Internship at the Forensic Anthropology Center at Texas State: Human Rights Work and

3D Printing Technology

Megan Veltri

mfv7@txstate.edu

Introduction

During the Fall 2014 semester I completed an internship with the Forensic

Anthropology Center at Texas State (FACTS). This internship included human rights

work with Operation Identification (Operation ID) and work with a newly implemented

3D Printer. Although these two aspects of my internship differed, both projects were

sometimes used together. For example, CT scans of Operation ID individuals are

currently being used to create 3D Prints. In this internship report I will discuss the

applications of human rights work and 3D Printing technology in Anthropology and the

experiences that I had during my internship. I will also discuss the relevance of 3D

printing technology used in Operation Identification.
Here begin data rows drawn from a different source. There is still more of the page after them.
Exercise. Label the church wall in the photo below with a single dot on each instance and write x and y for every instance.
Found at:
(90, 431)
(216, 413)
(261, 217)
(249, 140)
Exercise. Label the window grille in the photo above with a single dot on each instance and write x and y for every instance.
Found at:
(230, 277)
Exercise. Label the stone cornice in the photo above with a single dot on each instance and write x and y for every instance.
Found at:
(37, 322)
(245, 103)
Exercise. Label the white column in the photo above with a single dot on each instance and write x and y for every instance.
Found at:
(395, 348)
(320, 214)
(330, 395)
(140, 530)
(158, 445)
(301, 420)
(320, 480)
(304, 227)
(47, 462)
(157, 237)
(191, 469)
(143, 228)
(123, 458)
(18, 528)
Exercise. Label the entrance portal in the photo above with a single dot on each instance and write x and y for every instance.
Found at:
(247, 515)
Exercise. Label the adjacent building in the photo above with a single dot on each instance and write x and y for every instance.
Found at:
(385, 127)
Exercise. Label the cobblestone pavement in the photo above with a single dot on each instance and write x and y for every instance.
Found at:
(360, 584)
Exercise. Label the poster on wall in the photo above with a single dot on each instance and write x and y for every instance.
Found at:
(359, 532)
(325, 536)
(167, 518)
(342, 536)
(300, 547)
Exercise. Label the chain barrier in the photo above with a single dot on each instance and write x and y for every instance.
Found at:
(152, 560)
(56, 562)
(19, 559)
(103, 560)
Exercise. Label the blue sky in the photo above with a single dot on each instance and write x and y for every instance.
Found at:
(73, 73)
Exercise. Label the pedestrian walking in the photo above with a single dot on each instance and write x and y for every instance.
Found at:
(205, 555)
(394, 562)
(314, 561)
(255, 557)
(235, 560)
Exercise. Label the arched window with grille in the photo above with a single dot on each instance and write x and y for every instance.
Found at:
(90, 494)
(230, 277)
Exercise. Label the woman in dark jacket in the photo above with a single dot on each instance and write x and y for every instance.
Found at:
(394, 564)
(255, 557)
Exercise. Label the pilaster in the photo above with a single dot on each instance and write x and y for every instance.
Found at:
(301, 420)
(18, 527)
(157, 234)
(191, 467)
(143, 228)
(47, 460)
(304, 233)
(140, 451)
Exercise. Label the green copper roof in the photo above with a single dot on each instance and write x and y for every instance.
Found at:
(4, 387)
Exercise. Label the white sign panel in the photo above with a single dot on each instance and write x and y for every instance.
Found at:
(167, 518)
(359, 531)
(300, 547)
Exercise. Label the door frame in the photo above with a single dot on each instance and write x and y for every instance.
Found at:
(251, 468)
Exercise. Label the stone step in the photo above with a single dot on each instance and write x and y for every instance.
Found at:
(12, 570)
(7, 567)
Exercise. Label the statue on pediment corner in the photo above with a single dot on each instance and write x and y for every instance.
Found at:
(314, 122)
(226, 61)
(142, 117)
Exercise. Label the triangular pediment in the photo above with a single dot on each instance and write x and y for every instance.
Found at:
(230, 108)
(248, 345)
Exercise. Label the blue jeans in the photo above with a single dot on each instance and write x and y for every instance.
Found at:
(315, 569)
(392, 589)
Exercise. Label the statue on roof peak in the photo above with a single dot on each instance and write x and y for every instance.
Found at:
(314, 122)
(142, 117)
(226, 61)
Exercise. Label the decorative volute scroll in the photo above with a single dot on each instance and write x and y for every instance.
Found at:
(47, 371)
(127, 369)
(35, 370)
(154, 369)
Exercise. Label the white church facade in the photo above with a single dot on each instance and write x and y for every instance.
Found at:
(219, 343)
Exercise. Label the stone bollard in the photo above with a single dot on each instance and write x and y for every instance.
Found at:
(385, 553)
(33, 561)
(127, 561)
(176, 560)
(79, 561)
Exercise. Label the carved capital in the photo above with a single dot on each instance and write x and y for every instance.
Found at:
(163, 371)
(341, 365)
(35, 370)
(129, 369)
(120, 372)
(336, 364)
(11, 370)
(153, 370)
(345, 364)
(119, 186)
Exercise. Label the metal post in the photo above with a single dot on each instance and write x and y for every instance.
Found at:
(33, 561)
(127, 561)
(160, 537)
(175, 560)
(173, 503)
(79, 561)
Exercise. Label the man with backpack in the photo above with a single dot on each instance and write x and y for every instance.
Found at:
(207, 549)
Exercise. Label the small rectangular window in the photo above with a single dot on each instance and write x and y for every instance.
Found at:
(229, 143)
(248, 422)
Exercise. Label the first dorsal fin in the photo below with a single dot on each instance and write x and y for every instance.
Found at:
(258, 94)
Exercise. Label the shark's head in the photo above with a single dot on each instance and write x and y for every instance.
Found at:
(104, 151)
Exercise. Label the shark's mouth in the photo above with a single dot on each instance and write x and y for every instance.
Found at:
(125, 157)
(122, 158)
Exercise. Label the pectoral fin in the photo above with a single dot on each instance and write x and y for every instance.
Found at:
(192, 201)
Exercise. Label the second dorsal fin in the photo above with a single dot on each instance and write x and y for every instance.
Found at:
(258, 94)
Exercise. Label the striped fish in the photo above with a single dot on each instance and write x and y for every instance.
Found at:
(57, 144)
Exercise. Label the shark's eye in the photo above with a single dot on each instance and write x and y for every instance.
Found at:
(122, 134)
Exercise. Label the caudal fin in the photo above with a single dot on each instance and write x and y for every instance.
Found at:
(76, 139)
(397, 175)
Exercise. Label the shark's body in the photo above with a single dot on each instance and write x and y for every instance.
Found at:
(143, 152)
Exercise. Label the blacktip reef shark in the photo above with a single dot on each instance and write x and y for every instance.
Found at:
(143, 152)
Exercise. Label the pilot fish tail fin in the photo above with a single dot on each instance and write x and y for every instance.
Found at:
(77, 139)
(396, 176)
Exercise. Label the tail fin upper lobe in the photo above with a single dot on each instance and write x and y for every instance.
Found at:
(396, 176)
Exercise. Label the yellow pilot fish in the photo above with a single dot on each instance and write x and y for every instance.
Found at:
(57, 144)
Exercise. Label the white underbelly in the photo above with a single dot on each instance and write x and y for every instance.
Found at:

FACTS and Operation Identification

The Forensic Anthropology Center at Texas State is a research facility located in

San Marcos, Texas. Research at FACTS includes faculty and student lead investigation in

human decomposition processes, human skeletal variation, forensic osteological methods,

and the postmortem interval. Individuals donate themselves or their deceased family

members to FACTS through a willed-body donation program. When a donation is

received it is placed at the Forensic Anthropology Research Facility (FARF), one of three

laboratories in association with FACTS. Here, donations are placed to decompose and

track rates of decay. When a donation has completed the decomposition process, the

 

 

remains are inventoried and transported from FARF to the Osteology Research and

Processing Lab (ORPL). ORPL contains a multi-purpose classroom and the processing

laboratory. The processing room is where donations are taken to further remove tissue

from bones and clean the remains for curation. Willed-body donations are not the only

remains being processed at ORPL, however.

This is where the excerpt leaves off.